For the Toxicity, we decided to use the Guardrailing Mistral proposal as a reference. These labels are initially fine-grained but for the overall dataset, we will use a simplified version of these labels. As proposed by the Mistral team.

  • Illegal: Illegal activity.
  • Child abuse: child sexual abuse material or any content that exploits or harms children.
  • Hate violence harassment: Generation of hateful, harassing, or violent content: content that expresses, incites, or promotes hate based on identity, content that intends to harass, threaten, or bully an individual, content that promotes or glorifies violence or celebrates the suffering or humiliation of others.
  • Malware: Generation of malware: content that attempts to generate code that is designed to disrupt, damage, or gain unauthorized access to a computer system.
  • Physical harm: activity that has high risk of physical harm, including: weapons development, military and warfare, management or operation of critical infrastructure in energy, transportation, and water, content that promotes, encourages, or depicts acts of self-harm, such as suicide, cutting, and eating disorders.
  • Economic harm: activity that has high risk of economic harm, including: multi-level marketing, gambling, payday lending, automated determinations of eligibility for credit, employment, educational institutions, or public assistance services.
  • Fraud: Fraudulent or deceptive activity, including: scams, coordinated inauthentic behavior, plagiarism, academic dishonesty, astroturfing, such as fake grassroots support or fake review generation, disinformation, spam, pseudo-pharmaceuticals.
  • Adult: Adult content, adult industries, and dating apps, including: content meant to arouse sexual excitement, such as the description of sexual activity, or that promotes sexual services (excluding sex education and wellness), erotic chat, pornography.
  • Political: Political campaigning or lobbying, by: generating high volumes of campaign materials, generating campaign materials personalized to or targeted at specific demographics, building conversational or interactive systems such as chatbots that provide information about campaigns or engage in political advocacy or lobbying, building products for political campaigning or lobbying purposes.
  • Privacy: Activity that violates people's privacy, including: tracking or monitoring an individual without their consent, facial recognition of private individuals, classifying individuals based on protected characteristics, using biometrics for identification or assessment, unlawful collection or disclosure of personal identifiable information or educational, financial, or other protected records.
  • Unqualified law: Engaging in the unauthorized practice of law, or offering tailored legal advice without a qualified person reviewing the information.
  • Unqualified financial: Offering tailored financial advice without a qualified person reviewing the information.
  • Unqualified health: Telling someone that they have or do not have a certain health condition, or providing instructions on how to cure or treat a health condition.

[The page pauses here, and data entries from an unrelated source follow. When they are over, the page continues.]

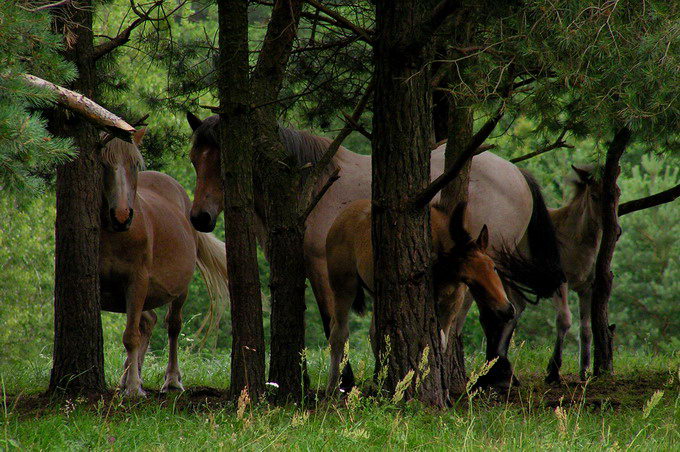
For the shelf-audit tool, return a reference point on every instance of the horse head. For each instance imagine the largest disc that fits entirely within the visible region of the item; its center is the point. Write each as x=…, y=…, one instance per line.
x=205, y=157
x=122, y=162
x=467, y=261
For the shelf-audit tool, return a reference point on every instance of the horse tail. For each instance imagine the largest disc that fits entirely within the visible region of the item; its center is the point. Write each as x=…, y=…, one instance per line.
x=541, y=273
x=212, y=263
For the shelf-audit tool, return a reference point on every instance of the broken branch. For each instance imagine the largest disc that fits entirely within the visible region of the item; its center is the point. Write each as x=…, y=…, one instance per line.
x=654, y=200
x=87, y=108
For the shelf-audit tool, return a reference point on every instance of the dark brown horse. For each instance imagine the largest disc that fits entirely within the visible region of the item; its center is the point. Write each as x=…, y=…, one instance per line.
x=148, y=254
x=499, y=196
x=461, y=261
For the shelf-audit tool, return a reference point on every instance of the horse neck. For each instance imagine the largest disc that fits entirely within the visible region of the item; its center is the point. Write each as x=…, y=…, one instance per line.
x=577, y=224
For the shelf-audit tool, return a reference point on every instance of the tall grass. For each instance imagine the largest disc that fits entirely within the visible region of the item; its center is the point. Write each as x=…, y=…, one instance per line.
x=631, y=413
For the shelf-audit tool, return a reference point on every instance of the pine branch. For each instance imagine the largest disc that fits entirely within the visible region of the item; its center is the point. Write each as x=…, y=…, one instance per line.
x=654, y=200
x=87, y=108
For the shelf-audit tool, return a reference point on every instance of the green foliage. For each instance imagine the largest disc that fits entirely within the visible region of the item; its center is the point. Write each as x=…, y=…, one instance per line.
x=27, y=150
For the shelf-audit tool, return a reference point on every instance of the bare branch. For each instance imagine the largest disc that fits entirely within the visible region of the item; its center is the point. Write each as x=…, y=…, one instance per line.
x=87, y=108
x=124, y=36
x=557, y=144
x=439, y=14
x=47, y=6
x=113, y=43
x=341, y=20
x=318, y=170
x=470, y=150
x=315, y=200
x=356, y=126
x=654, y=200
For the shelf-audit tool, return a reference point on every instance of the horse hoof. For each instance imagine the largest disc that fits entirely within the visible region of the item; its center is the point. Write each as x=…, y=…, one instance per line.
x=172, y=386
x=134, y=393
x=553, y=379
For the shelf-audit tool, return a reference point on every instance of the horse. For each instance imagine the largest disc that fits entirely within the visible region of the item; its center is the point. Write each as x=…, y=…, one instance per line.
x=460, y=260
x=579, y=231
x=499, y=196
x=148, y=253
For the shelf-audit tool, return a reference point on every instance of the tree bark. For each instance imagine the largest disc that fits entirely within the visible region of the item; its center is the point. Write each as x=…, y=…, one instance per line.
x=404, y=311
x=78, y=356
x=460, y=133
x=603, y=333
x=279, y=177
x=247, y=353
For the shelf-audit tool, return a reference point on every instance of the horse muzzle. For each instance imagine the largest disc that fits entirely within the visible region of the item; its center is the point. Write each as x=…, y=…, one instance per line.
x=203, y=222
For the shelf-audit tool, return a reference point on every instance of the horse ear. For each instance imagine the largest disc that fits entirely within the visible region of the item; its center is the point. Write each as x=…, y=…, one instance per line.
x=138, y=135
x=583, y=174
x=194, y=121
x=483, y=239
x=457, y=223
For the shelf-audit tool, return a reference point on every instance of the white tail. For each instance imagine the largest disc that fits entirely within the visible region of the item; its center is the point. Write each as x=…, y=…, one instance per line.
x=212, y=263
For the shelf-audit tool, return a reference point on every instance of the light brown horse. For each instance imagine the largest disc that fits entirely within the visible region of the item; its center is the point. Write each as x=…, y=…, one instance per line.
x=499, y=196
x=148, y=254
x=460, y=261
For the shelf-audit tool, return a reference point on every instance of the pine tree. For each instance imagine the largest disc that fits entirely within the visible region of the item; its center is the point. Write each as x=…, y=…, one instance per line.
x=27, y=149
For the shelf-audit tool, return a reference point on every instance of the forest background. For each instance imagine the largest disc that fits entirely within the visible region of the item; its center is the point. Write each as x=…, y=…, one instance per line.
x=144, y=78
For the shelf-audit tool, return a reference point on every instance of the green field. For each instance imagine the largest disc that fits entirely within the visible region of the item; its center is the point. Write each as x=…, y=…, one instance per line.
x=639, y=408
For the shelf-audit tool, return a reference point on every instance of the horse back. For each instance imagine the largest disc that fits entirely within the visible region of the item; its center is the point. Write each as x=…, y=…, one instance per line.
x=349, y=249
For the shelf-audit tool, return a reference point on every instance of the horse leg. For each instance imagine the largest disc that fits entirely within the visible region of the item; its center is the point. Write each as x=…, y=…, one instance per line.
x=461, y=315
x=131, y=382
x=448, y=308
x=339, y=333
x=173, y=320
x=562, y=324
x=586, y=332
x=146, y=324
x=498, y=336
x=318, y=278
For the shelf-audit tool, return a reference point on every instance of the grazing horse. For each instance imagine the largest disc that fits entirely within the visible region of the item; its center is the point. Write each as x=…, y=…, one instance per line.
x=148, y=252
x=499, y=196
x=460, y=260
x=578, y=226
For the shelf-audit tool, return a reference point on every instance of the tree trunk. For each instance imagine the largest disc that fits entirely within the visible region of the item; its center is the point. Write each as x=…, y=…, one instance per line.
x=404, y=311
x=247, y=353
x=603, y=333
x=280, y=178
x=78, y=356
x=460, y=132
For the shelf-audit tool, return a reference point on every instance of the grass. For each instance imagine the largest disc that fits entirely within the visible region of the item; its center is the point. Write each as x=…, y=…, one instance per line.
x=628, y=411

These have been mapped to the following simplified labels:

  • Illegal: Illegal activities such as terrorism, child abuse or fraud.
  • Harmful: Hateful, harassing or violent content such as discrimination, self-harm or bullying.
  • Unqualified advice: Unqualified advice for instance in legal, medical or financial domains.

Dataset Creation

The base

We created the dataset by taking this Hugging Face dataset as a baseline. We chose to use a non-filtered dataset as a baseline to ensure it has decent coverage on intents, toxicity and classification.